I’m worried that the Lakes will be flooded with staycation tourists
Now the fridge door is opened more often than the front door, I have found myself worrying about many things, not least the physical and mental health of my wife – an NHS hero. Her life will be the last in our family to return to normal. Once lockdown lifts, I’m worried that the Lakes will be flooded with staycation tourists and how ski resorts will function next winter. I’m also seriously worried about the durability of the fridge door hinges.

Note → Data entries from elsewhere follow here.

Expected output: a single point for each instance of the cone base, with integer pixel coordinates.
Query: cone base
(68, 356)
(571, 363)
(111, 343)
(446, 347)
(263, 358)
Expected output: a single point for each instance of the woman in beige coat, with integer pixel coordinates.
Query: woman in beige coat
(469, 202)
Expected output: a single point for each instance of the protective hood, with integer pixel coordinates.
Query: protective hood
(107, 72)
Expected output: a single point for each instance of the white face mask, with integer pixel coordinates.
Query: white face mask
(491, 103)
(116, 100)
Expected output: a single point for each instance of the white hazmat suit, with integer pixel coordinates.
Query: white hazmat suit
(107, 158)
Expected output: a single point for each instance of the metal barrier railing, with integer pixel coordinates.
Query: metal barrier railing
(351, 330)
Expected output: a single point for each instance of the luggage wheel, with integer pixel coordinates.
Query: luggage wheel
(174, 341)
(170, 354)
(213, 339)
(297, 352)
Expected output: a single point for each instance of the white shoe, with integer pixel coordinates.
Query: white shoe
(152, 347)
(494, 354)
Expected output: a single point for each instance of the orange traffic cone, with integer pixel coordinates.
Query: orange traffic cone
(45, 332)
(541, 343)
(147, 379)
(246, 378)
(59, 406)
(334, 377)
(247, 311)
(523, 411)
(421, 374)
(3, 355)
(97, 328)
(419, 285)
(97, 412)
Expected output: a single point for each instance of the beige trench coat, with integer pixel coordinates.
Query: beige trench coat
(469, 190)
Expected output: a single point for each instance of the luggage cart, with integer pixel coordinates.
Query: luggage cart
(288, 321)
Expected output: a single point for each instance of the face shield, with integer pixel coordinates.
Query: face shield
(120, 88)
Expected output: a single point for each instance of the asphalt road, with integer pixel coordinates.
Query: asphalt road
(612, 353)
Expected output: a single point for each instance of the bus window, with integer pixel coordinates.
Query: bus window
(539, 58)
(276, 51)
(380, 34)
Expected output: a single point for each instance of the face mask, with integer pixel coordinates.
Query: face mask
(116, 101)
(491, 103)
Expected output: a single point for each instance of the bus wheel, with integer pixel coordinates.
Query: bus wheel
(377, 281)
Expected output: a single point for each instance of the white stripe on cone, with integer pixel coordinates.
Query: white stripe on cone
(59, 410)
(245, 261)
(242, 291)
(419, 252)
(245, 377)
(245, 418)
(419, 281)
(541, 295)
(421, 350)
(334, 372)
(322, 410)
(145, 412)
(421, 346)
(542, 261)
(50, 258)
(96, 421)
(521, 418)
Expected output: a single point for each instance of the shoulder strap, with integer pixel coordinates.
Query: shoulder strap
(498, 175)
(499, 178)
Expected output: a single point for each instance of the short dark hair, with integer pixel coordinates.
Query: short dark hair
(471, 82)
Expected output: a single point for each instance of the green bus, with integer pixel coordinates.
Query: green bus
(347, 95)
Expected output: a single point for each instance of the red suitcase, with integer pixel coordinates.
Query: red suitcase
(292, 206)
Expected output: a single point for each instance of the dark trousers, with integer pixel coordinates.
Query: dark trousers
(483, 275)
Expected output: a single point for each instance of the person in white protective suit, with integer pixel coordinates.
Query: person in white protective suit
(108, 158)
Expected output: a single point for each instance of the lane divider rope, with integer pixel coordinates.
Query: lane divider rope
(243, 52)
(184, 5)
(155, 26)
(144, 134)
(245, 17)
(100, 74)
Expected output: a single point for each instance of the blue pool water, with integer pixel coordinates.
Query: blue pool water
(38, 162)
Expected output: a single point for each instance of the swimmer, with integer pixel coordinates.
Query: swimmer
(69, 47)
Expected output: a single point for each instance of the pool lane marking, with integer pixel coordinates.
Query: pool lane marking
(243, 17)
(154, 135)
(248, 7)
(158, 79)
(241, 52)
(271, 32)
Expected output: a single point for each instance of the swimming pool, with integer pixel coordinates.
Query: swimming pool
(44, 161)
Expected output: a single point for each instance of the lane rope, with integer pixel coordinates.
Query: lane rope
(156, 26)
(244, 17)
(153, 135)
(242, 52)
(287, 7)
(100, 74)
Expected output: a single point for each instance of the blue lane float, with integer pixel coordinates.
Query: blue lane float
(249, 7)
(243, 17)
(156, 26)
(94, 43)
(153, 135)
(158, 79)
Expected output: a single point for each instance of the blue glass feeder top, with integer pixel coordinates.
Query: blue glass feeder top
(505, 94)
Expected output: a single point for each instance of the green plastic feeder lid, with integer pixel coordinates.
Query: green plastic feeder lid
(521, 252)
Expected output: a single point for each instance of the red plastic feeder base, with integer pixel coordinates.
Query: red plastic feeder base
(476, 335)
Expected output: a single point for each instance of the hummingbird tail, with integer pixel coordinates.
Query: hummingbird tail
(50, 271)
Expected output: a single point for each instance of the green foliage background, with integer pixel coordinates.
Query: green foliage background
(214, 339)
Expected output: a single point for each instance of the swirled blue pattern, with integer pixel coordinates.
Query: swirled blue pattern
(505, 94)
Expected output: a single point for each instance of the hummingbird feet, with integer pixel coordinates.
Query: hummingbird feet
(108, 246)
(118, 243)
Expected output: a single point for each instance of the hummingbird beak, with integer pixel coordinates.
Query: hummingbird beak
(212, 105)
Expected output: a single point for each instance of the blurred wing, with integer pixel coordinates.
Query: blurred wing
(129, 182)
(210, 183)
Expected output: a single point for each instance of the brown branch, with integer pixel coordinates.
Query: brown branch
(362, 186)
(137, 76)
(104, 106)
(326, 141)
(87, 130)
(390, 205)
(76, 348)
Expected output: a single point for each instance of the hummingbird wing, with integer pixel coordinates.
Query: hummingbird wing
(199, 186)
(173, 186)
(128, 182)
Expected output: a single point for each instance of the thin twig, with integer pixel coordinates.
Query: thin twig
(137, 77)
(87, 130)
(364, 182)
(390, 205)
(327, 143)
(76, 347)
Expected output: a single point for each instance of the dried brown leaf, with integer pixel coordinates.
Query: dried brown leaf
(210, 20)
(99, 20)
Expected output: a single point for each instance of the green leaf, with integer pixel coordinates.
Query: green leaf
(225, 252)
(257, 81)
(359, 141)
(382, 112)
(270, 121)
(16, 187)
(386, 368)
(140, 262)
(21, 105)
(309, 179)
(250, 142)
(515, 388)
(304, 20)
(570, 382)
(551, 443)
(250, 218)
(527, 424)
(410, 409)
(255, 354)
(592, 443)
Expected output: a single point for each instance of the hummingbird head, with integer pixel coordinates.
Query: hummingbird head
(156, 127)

Now we are all living from meal to meal, I wonder how many of my generation stand in front of their fridge planning a mid-to-late life crisis. How many will decide do a season in the Alps or open a yoga retreat in Abergavenny? If you too are staring into the fridge of life, my only advice is don’t make any rash decisions - lay off the Cabernet tedium and bin that out-of-date chicken. It’s been a long sentence, but hopefully we’ll all soon be released from our existential prisons.